Les États-Unis et l’Union européenne sont deux partenaires à la recherche d’un nouveau souffle économique : la crise a eu des effets délétères des deux côtés de l’Atlantique - stagnation économique, endettement public, accroissement des inégalités, montée du chômage, ce qui a accentué le contraste avec le développement accéléré de l’Asie, de l’Amérique latine et de l’Afrique, dans les pays émergents, en particulier.
Cela étant, je suis sceptique sur les avantages en matière d'emplois ou de croissance. Il ne faut pas attendre un miracle de cet accord même si certains secteurs vont tirer un bénéfice de l'harmonisation des normes. Car c'est surtout de cela qu'il s'agit.
Les relations économiques bilatérales actuelles sont marquées par des droits de douane qui sont déjà presque insignifiants (de l’ordre de 4 à 5%) - même s’il subsiste des pics tarifaires dans des secteurs comme la construction ferroviaire, les turbines, le textile, l’habillement et les chaussures, les aciers spéciaux, certains véhicules, les confitures, le chocolat ou le fromage.

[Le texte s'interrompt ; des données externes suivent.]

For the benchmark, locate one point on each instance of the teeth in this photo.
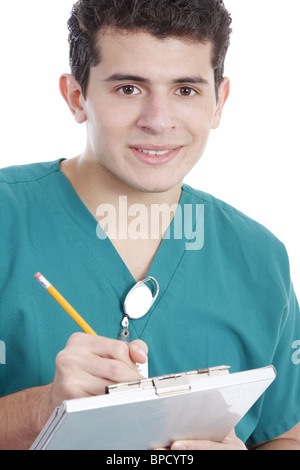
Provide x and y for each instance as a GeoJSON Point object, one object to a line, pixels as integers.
{"type": "Point", "coordinates": [154, 153]}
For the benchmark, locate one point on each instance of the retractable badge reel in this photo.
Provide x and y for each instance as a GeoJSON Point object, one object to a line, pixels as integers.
{"type": "Point", "coordinates": [137, 303]}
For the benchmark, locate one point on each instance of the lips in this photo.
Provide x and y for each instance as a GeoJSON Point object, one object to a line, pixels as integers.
{"type": "Point", "coordinates": [155, 154]}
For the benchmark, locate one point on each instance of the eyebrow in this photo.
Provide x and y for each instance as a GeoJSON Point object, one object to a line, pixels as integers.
{"type": "Point", "coordinates": [118, 77]}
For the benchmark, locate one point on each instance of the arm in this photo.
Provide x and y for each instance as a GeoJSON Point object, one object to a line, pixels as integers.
{"type": "Point", "coordinates": [287, 441]}
{"type": "Point", "coordinates": [83, 369]}
{"type": "Point", "coordinates": [22, 416]}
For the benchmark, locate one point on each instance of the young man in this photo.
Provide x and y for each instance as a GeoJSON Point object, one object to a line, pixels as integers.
{"type": "Point", "coordinates": [147, 79]}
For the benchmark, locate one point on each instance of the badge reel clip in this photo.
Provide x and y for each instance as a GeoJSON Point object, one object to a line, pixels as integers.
{"type": "Point", "coordinates": [137, 303]}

Le vrai problème a trait à l’existence de barrières non tarifaires et, en premier lieu, de réglementations divergentes ; l’intégration transatlantique est déjà très avancée dans le cas des plus grandes entreprises européennes et américaines.

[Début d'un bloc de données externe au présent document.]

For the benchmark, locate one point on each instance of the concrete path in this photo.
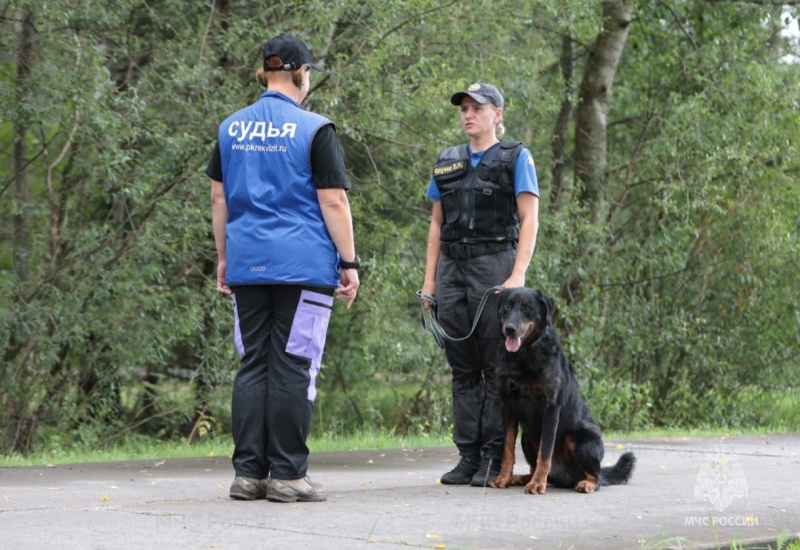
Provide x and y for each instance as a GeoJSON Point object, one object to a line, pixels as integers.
{"type": "Point", "coordinates": [686, 493]}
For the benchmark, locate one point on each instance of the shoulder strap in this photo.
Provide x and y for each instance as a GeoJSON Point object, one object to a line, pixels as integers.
{"type": "Point", "coordinates": [457, 152]}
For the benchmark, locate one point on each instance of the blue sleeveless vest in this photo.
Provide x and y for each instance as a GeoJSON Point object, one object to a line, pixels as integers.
{"type": "Point", "coordinates": [275, 232]}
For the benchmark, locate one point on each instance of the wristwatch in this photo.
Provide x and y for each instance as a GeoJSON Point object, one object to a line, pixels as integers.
{"type": "Point", "coordinates": [355, 264]}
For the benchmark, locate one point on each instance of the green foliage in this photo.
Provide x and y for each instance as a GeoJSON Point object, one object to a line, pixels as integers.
{"type": "Point", "coordinates": [680, 308]}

Pour l’Europe, le partenariat apparait comme une réponse aux inquiétudes qu’a pu susciter le « pivot » américain vers l’Asie et le Pacifique. L’UE entend aussi s'attaquer aux pratiques protectionnistes qui subsistent aux États-Unis et aux marchés publics qui y sont plus fermés qu’en Europe. Le dossier des droits de la propriété intellectuelle se heurtera également à des divergences de points de vue.

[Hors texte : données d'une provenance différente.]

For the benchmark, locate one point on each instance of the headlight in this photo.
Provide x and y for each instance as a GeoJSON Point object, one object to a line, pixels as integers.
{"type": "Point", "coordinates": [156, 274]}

Le point le plus délicat de la négociation pourrait être l’introduction, à côté du mécanisme traditionnel de règlement des différends entre les deux partenaires, d’un mécanisme de règlement des différends entre l’investisseur privé et l’État qui accueille son investissement. Les partenaires vont devenir responsables des conséquences pour les investisseurs privés de politiques qui n’engageaient pas une telle responsabilité par le passé : cela ne manquera pas de contraindre leur marge d’initiative, plus particulièrement, peut-être, dans des secteurs comme l’environnement et la santé publique.

La volonté d'harmoniser les normes se fera-t-elle aux dépens des valeurs collectives?

Préserver les spécificités du modèle européen est un enjeu. Les préoccupations environnementales, la volonté de défendre les biens publics, la protection de la vie privée et les réserves qu’inspirent les communications transfrontalières de données sont autant de caractéristiques d’un modèle européen qui s’accordent mal avec les priorités que l’on peut prêter aux négociateurs américains. On peut en citer d’autres comme la recherche sur le vivant, les inégalités sociales, la place des services publics, les produits financiers à haut risque et la protection des données personnelles.
Mais il n’est pas interdit non plus de penser que le modèle européen, et le modèle social européen en particu¬lier, présente un attrait grandissant pour les Américains (la couverture universelle en matière de santé, obte¬nue par l’administration Obama, serait un indice intéressant de cette évolution)

Peut-on avoir une politique commerciale efficace en Europe sans politique industrielle commune ?

Plusieurs Etats membres ne sont pas en faveur d'une politique industrielle commune car ils pensent que l'Etat n'est pas capable de choisir des champions. Le projet de politique industrielle commune n'est pas une idée récente. Elle avait été soulevée par le Commissaire allemand Martin Bangemann dans les années 1990. Cette idée n'a pas été suivie.